Parsons, CTO at Thoughtworks, also thinks that SOA has encouraged a greater acceptance of eventual consistency and replacing relational databases with other types of databases, but notes that there still exists a lot of resistance and hesitation leaving ACID transactions.

When moving to a microservice architecture, whether decomposing an existing monolith or starting without any legacy, Parsons emphasizes that granularity of services are crucial, suggesting using bounded context from Domain-Driven Design (DDD) for finding the boundaries that separates services, noting that this must be done from a business perspective thinking about business capabilities, not from a technological perspective. Cohesion and coupling as well as communication patterns and data architecture are other aspects of finding services. Parts that communicate a lot or that shares data may benefit from being in the same service.

Evolutionary architecture is for Parsons a series of principles, one important being how to deal with parts in a system that is most vulnerable to change.
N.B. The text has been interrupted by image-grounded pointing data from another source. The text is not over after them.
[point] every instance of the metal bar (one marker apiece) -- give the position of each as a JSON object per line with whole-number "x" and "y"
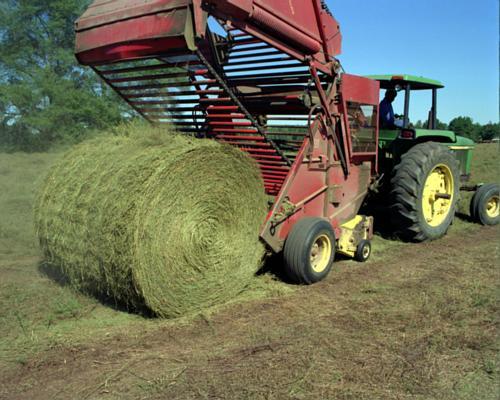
{"x": 252, "y": 48}
{"x": 236, "y": 116}
{"x": 164, "y": 85}
{"x": 148, "y": 77}
{"x": 236, "y": 137}
{"x": 263, "y": 54}
{"x": 266, "y": 68}
{"x": 253, "y": 61}
{"x": 406, "y": 122}
{"x": 240, "y": 105}
{"x": 162, "y": 102}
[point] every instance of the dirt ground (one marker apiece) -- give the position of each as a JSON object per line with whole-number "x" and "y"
{"x": 419, "y": 322}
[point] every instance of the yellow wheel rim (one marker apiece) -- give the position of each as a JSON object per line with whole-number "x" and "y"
{"x": 321, "y": 252}
{"x": 438, "y": 195}
{"x": 492, "y": 207}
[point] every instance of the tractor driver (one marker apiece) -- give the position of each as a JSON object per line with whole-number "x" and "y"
{"x": 387, "y": 117}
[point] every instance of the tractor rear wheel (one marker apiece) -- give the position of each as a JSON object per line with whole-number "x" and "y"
{"x": 484, "y": 207}
{"x": 424, "y": 192}
{"x": 309, "y": 250}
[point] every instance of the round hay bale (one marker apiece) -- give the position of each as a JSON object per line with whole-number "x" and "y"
{"x": 171, "y": 224}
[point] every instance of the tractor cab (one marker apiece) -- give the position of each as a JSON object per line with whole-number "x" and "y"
{"x": 407, "y": 84}
{"x": 395, "y": 141}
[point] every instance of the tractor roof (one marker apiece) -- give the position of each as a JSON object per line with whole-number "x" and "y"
{"x": 416, "y": 82}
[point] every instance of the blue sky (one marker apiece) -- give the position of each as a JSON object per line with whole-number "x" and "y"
{"x": 454, "y": 41}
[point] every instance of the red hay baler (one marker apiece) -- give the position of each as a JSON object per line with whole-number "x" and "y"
{"x": 261, "y": 76}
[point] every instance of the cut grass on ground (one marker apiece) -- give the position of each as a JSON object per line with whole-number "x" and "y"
{"x": 415, "y": 322}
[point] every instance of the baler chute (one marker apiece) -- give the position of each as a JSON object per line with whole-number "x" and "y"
{"x": 266, "y": 81}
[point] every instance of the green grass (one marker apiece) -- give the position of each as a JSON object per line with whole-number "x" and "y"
{"x": 415, "y": 322}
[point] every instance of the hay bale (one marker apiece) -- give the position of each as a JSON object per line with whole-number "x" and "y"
{"x": 168, "y": 223}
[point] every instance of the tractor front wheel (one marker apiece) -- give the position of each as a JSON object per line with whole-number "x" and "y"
{"x": 424, "y": 192}
{"x": 309, "y": 250}
{"x": 484, "y": 207}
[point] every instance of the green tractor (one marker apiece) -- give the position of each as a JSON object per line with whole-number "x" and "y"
{"x": 424, "y": 170}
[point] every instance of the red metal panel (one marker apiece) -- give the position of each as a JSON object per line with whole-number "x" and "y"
{"x": 360, "y": 89}
{"x": 102, "y": 12}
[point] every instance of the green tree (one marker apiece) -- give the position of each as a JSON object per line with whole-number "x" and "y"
{"x": 465, "y": 126}
{"x": 490, "y": 131}
{"x": 45, "y": 97}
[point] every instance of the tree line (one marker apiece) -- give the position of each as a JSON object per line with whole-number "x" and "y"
{"x": 47, "y": 99}
{"x": 465, "y": 126}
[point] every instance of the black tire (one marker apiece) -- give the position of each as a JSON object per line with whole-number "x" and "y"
{"x": 299, "y": 247}
{"x": 363, "y": 251}
{"x": 480, "y": 205}
{"x": 407, "y": 191}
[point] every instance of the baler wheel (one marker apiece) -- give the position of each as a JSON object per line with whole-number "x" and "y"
{"x": 363, "y": 251}
{"x": 424, "y": 192}
{"x": 484, "y": 206}
{"x": 309, "y": 251}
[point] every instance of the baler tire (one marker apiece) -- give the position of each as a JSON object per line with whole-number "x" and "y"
{"x": 484, "y": 205}
{"x": 299, "y": 247}
{"x": 363, "y": 251}
{"x": 414, "y": 179}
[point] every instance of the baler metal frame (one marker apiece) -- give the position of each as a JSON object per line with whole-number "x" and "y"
{"x": 292, "y": 114}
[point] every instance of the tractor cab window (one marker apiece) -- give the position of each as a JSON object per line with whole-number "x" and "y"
{"x": 362, "y": 127}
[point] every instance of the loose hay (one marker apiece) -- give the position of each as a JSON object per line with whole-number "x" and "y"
{"x": 169, "y": 223}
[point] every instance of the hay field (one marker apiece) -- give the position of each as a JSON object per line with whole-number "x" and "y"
{"x": 415, "y": 322}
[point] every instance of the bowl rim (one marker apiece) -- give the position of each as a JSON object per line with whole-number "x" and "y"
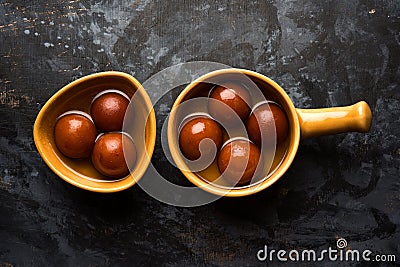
{"x": 242, "y": 191}
{"x": 150, "y": 144}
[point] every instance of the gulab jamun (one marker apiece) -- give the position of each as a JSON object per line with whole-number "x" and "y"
{"x": 111, "y": 153}
{"x": 108, "y": 110}
{"x": 262, "y": 120}
{"x": 237, "y": 99}
{"x": 194, "y": 131}
{"x": 75, "y": 134}
{"x": 243, "y": 157}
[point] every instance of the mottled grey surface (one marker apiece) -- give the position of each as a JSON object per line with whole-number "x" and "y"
{"x": 323, "y": 53}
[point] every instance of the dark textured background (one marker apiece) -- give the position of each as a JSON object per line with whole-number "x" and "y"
{"x": 323, "y": 53}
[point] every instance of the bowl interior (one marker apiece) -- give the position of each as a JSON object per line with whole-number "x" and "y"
{"x": 78, "y": 96}
{"x": 284, "y": 153}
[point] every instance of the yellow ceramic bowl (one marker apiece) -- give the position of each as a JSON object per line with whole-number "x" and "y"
{"x": 78, "y": 96}
{"x": 303, "y": 123}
When working with monoliths we have often tried to predict how people would act 3-5 years in the future and built systems for that. Today we instead try to be as tolerant to change as possible, even for changes we haven’t anticipated. A focus on evolvability is a critical aspect and microservices are part of the foundation for supporting this.

Microservices places an additional burden on operations with more things to deploy, manage and monitor, activities that scale with number of services. Without a strong devops culture, with close communication between the developer and operations organizations, this is a recipe for disaster. Fortunately many of the features available in continuous delivery, (CD), are focused on simplifying for operations teams to manage a microservice architecture.

Parsons concluded by emphasizing that microservices are not a silver bullet, and that not all problems should be solved using microservices.